Missing values I

Ideally, in a breeding bird monitoring scheme all sites are surveyed every year. If so, it is easy to assess the changes in the yearly all-sites totals of breeding pairs. These totals are usually represented as indices by setting the first year at value 100. But the reality in large-scale monitoring schemes is that many sites are skipped once or several times during the lifetime of a scheme because some fieldworkers enroll years after the start of the scheme, while others drop out after a number of years. Missing counts thus arise and simple comparisons of yearly all-sites totals of breeding pairs give misleading inferences on trends, as a simplified example shows.

The number of breeding pairs of a given species in the example has declined in sites 1 and 2, which were sampled each year. Site 3 was only surveyed in the third year. As a consequence, the yearly total as well as the index would be highest in year 3 if they are based on the simple sum across all sites, which is of course an artifact caused by the enlargement of the monitoring scheme in year 3. Taking the mean numbers of the sites is also incorrect. This is because, in this case, site 3 happens to have more breeding pairs of the species.

year 1 year 2 year 3
site 1 4 3 2
site 2 4 3 2
site 3 missing count missing count 8
yearly all-sites total 8 6 12
yearly indices 100 75 150
yearly mean 4 3 4

To solve the problem by simply disregarding site 3 would be a waste of useful information, especially if site 3 continues to be surveyed in the years to come. It is a better solution to estimate (impute) the missing counts with sound statistical methods. Such an imputation makes it possible to compare the years in a fair way, ruling out artifacts and producing more reliable figures.
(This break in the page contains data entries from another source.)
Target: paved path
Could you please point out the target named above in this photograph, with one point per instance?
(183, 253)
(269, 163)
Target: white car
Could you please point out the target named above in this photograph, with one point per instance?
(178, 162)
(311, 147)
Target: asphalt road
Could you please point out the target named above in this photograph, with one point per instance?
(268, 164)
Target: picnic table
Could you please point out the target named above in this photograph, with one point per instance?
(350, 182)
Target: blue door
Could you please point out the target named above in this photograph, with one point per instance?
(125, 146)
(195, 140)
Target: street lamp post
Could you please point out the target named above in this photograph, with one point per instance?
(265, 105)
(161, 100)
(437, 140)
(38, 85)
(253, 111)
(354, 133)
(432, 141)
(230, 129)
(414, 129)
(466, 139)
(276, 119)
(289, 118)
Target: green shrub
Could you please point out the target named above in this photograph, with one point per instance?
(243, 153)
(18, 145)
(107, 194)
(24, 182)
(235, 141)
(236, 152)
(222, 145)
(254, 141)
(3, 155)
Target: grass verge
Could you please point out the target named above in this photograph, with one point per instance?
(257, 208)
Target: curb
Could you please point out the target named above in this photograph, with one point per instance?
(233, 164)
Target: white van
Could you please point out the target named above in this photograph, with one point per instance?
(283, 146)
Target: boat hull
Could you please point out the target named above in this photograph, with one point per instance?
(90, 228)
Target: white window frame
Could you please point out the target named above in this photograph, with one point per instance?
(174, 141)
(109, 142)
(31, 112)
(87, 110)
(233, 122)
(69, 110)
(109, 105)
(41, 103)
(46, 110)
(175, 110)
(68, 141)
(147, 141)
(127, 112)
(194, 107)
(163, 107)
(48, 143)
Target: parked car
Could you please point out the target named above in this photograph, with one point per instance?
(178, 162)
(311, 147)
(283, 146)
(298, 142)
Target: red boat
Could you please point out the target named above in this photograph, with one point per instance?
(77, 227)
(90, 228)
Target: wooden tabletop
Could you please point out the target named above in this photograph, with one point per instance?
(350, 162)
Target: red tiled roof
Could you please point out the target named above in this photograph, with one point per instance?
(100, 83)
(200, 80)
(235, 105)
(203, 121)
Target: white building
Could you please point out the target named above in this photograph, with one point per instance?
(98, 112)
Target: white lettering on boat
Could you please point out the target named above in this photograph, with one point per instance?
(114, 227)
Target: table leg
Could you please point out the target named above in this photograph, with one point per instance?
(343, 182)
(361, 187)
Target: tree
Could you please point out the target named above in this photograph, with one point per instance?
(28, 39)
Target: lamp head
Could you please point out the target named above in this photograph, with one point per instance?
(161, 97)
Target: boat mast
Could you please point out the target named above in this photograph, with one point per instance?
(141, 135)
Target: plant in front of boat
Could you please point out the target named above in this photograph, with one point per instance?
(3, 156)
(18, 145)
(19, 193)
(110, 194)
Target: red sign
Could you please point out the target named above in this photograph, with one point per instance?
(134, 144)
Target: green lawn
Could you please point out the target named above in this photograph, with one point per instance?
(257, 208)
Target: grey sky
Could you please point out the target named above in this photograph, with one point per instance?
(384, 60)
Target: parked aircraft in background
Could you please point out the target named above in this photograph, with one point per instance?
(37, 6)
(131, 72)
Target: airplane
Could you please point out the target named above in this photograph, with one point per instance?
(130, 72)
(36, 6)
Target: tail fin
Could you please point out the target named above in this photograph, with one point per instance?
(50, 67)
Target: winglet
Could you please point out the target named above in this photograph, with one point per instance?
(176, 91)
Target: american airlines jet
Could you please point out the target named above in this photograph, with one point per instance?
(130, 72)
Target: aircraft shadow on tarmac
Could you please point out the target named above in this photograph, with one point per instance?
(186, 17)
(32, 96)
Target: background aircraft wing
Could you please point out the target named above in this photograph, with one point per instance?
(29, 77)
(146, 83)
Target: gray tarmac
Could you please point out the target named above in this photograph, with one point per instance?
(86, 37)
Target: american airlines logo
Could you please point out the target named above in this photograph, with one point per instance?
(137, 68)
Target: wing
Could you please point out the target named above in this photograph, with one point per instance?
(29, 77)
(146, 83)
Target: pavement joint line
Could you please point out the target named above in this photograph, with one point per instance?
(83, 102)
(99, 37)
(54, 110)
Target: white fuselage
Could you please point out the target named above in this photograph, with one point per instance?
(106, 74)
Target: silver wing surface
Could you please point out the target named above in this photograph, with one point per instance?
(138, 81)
We use the predominant statistical technique to impute missing values in count data, viz. Poisson regression (log-linear models), as implemented in TRIM software (TRends and Indices for Monitoring data; Pannekoek & Van Strien, 2001). Poisson regression is also available in the generalized linear model modules of many other statistical packages. TRIM is an efficient implementation of Poisson regression to analyze time-series of count data collected in many sites and to produce indices and associated standard errors. It is a widely used freeware program (available via https://pecbms.info/methods/software/trim/.

TRIM implements several log-linear models to impute missing data. The basic model contains both site effects and year effects and estimates missing values from the data of all visited sites. The key assumption is that changes observed in surveyed sites also apply to non-surveyed sites. The next example shows the result.

TRIM produces the following values for the sites in the example:

year 1 year 2 year 3
site 1 count 4 3 2
site 2 count 4 3 2
site 3 count estimated: 16 estimated: 12 8
yearly all-sites total 24 18 12
yearly indices 100 75 50

Changes in site 3 have been based on the changes in site 1 and 2. It is clear that the yearly totals and indices now make sense. The same procedure is applied to impute values for sites that had been surveyed in past years, but are not surveyed any more.

Note that such imputation does not affect the trend estimation, just because missing values are calculated from the changes in sites with observations. Estimating missing values only serves a fair comparison between years. Also note that it is not the aim to get reliable information on changes in site 3, but only to get reliable information on trends based on all available information. Imputed values are less valuable than real observations. The major drawback is that the more missing values occur in the data, the wider the confidence intervals of indices will be. This is because imputed values don´t enlarge the sample size; in the example, the sample size for the first two years still is 2.

The basic model may be elaborated by including covariates, such as habitat or region. Any changes between years for non-surveyed sites then are derived from changes in surveyed sites with a similar habitat or within the same region, thereby relaxing the assumption mentioned above. The incorporation of covariates may lead to better model fit, better imputations and smaller confidence limits of the resulting indices and trends. The penalty of not using such elaborate TRIM models is having larger standard errors of indices.

The usual approach to statistical inference for log-linear models is maximum likelihood estimation and associated calculations of standard errors and test statistics. These estimation and testing procedures are based on the assumption of independent Poisson distributions for the counts. Such an assumption is likely to be violated when animals are counted because the variance may be larger than expected for a Poisson distribution (overdispersion), for instance when the animals occur in colonies. Furthermore, counts are often not independently distributed because the counts at a particular point in time may depend on the counts at the previous time-point (serial correlation). TRIM uses procedures for estimation and testing that take into account these two phenomena.

Apart from TRIM, a software tool called BirdSTATs is also available for computation of population indices and trends. BirdSTATs is an open source Microsoft Access database, which is programmed to use and automatically run the program TRIM in batch mode to perform the statistical analysis for series of bird counts in the dataset.

BirdSTATs is capable of importing different kinds of counts data, enables stratification of count sites and selection of subsets of counts data, produces standardised TRIM input and command files and runs TRIM in batch mode for all or a selection of strata, and it collects the output of the batched TRIM runs in a convenient and standardised format to fit the requirements of PECBMS.